For release: Saturday April 2, 2011

Today’s report that the Tasmanian Labor Government’s Attorney General David Bartlett does not favour legal brothels because they increase demand for prostituted women and don’t protect the vulnerable shows political leaders are waking up to the failure of normalising the sex trade in other States.

The Australian Christian Lobby’s spokesperson for human trafficking Michelle Pearse said wherever in the world, including numerous Australian States, brothels had been legalised illegal prostitution had also flourished.

“The only policy approach that has reduced demand for prostituted women has been the Swedish model which has now been taken up by Norway, Iceland and South Korea – countries which have had serious problems with human trafficking,” Ms Pearse said.
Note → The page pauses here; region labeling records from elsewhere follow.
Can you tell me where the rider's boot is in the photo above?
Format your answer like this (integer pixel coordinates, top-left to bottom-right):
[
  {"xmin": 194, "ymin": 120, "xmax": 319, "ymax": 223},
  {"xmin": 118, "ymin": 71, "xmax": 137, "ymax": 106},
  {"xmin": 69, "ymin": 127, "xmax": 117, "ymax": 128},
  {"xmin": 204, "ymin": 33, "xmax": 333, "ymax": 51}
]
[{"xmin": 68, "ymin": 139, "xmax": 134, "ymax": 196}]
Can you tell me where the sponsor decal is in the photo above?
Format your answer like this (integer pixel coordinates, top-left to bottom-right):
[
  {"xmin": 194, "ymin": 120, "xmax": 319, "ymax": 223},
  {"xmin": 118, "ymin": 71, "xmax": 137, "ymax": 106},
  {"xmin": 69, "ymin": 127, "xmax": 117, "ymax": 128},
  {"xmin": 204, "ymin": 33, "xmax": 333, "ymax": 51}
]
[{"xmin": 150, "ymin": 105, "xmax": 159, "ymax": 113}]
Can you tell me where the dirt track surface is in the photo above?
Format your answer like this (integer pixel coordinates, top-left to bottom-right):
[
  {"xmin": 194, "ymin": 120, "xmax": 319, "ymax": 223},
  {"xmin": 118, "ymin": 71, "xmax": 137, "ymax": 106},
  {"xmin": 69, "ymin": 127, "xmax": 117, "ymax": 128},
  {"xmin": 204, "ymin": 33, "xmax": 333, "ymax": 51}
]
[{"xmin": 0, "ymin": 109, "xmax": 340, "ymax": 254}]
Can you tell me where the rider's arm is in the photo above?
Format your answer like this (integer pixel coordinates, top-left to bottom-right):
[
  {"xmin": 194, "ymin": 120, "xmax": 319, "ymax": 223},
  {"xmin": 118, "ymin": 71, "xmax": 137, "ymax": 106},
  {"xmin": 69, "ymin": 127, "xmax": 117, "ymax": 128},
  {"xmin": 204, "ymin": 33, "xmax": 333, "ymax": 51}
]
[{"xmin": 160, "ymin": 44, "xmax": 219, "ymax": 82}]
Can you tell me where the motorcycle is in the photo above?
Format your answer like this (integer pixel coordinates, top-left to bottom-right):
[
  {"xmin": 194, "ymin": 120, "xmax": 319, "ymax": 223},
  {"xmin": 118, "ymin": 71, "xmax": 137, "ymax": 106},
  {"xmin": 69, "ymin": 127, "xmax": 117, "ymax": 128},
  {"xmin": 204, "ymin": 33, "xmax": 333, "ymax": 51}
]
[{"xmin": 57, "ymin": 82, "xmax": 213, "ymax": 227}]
“The Swedish model does not make it a crime for a woman to be a prostitute but it does criminalise men for buying a woman for sex.

“This has dramatically reduced demand for prostituted women in Sweden with street prostitution falling by 80pc and trafficking of women to just 400 compared to 1700 in neighbouring Finland.”

Mr Bartlett told The Launceston Examiner: "...if we want to reduce demand for the sex industry in Tasmania ... a proliferation of legal brothels I don't think achieves that."

Ms Pearse said police investigations in Melbourne into a trafficking ring run from legal brothels, the death of a 17 year old girl from a drug overdose in a legal brothel in Canberra and the fact that after 10 years of regulated brothels in Queensland 90pc of the sex trade remained in the illegal sector showed legalisation had been a failure.

It was ironic that despite national and international evidence that legal brothels only compound the harm of prostitution, some State Governments such as the WA Government were still considering legal brothels.

“Women will continue to be harmed and trafficked until State Governments begin to address the demand side by cracking down on men instead of women who are the victims of what is an inherently exploitative and unequal industry.”